FEATURE: Farewell Lloyd

Fine Arts teacher Bryan Lloyd, a student-favorite, will leave the district next year


Maddie McIntire

Listening to his students, ceramics teacher Byran Lloyd helps them pick a color for their project. “Something that’s been very rewarding is hiring about students going into art education or knowing that students have a great sense of satisfaction from making with with clay,” Lloyd said.

Nick Sprecker

In schools throughout the country, teachers hold a significant, sometimes lifelong impact on their students. Whether that impact is positive or negative, teachers can help mold a student’s attitude, self-esteem and behavior. 

Visual arts teacher Bryan Lloyd will not be returning to the district next year. For students, coming across a teacher like Lloyd who is more than just an instructor can be more important than some may realize.

When teachers show genuine interest their influence often transcends academics and affects students’ lives well into adulthood. 

Lloyd understands that importance. His open, down-to-earth personality puts a smile on not only those who take his ceramics classes but anyone he greets in the hallway. Through his involvement in the art community in Lawrence and extracurricular activities, he has been an important part of kids’ lives as they progress through high school. 

Lloyd said he has enjoyed his time working in ceramics and sculpture and has appreciated the people he has gotten to know. 

“I’ve had the best time teaching at Free State. I’ve loved my time here and it’s really felt like home,” Lloyd said. “It’s a job that I want to go to every morning, and I look forward to working with the people here.” 

Additionally, Lloyd mentioned his love for people, and how being a friend can mean more than one may realize.

“People of any age have things that they are going through,” Lloyd said. “I can be an open person, have open ears and an open heart. I try to be a helpful person and be a friend to people. Whether you’re eight or 80, I’ll always be your friend and root for you.” 

Lloyd said he will be teaching at Mill Valley High School beginning next fall, as it works out better for him since he lives close by in Kansas City. He spoke about his plans moving forward and noted what excites him about his next endeavor. 

“What excites me about [Mill Valley] is to start over and build a new program there that I can be as proud of as I am the program at Free State.” 

Lloyd has impacted many students in a variety of ways, and students have their own stories, memories and experiences with him in the classroom. Junior Fiona VanDyke and sophomore Isabel Miller, two of his seventh-hour Ceramics II students, spoke about Lloyd and what he has meant to them. 

“He’s like a father figure,” VanDyke said. “He really does care about every student and he’s always there to help no matter what it is. It doesn’t even matter if it’s ceramics — if it’s something going on at home, or you broke up with your boyfriend and you’re sad about it,  he’ll talk to you about it.”  

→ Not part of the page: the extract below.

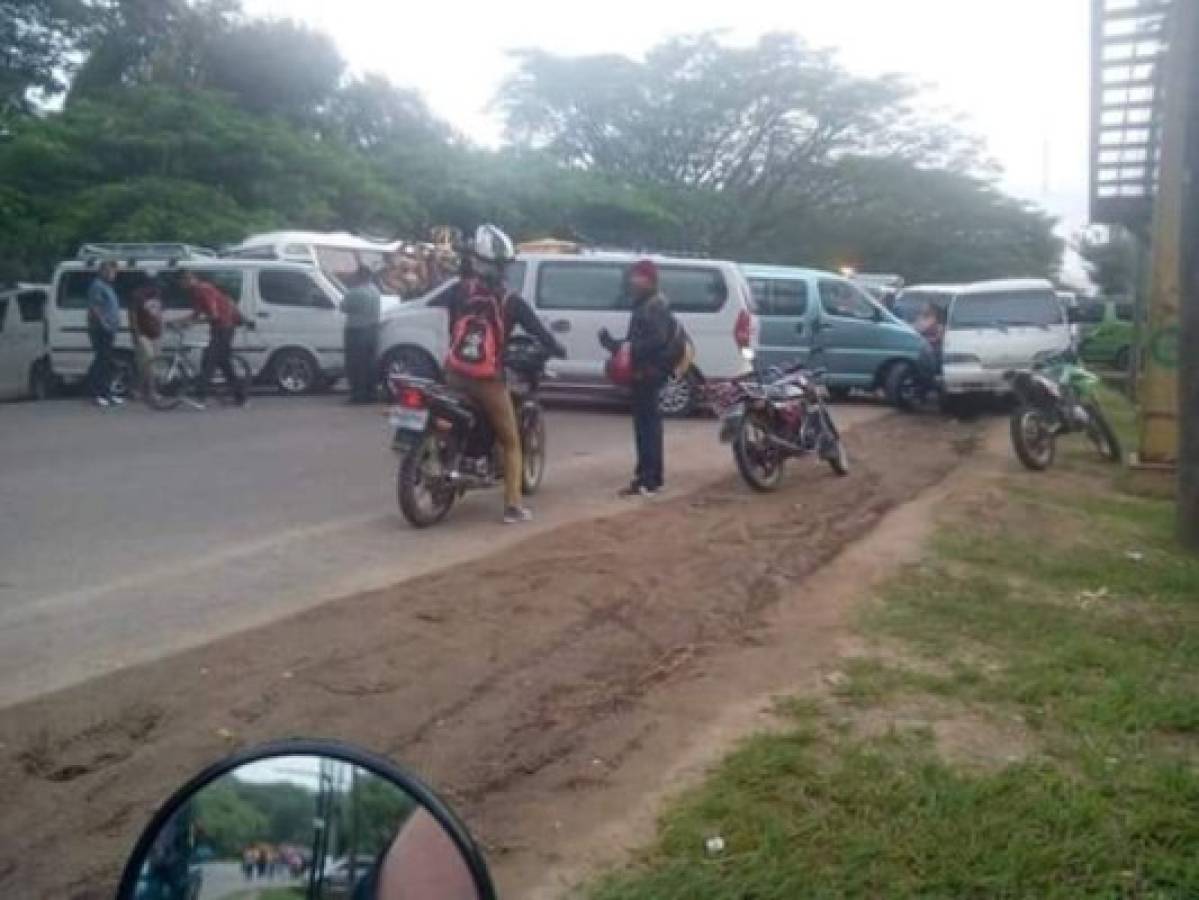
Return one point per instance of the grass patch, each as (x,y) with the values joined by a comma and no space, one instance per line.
(1066,609)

Furthermore, Miller noted that Lloyd’s open environment is a great place for students, and is an area where you can always be yourself. 

“He’s almost like a counselor in a way,” Miller said. “Even if you don’t directly go to him with an issue, he is very open to talking about it. It’s really comfortable — it’s a space where people can just breathe, especially at the end of class. It’s a very stress-free environment.” 

Both Miller and VanDyke agreed that Lloyd’s glowing personality and friendly environment are what set his personality and classroom apart. 

“Now that I’ve had his class, I’m excited to go to school knowing that I have ceramics later in the day,” VanDyke said. “He genuinely cares about every student he has, even if you aren’t his student. He’ll help you with anything you need.” 

Miller also talked about Lloyd’s significance within the art community in Lawrence, and how his absence has already impacted the school. 

“He definitely represents the fine arts department in Lawrence for sure,” Miller said. “Everyone’s sad that he is leaving. I think enrollment rates have dropped since his departure. Lots of people do ceramics for him. The class isn’t ceramics, it’s Mr. Lloyd.”

Although Lloyd is departing from Free State, he urges and encourages kids to keep in contact with him frequently.

“Stay in touch, seek me out, shoot me an email,” Lloyd said. “I’d love to hear about how college went. I would love to hear about you having a kid or hear about you moving to Africa. Reach out because I’d love to hear about student success and even the troubles that you might be going through. I’ll be happy to listen and try to be there for you in the future.”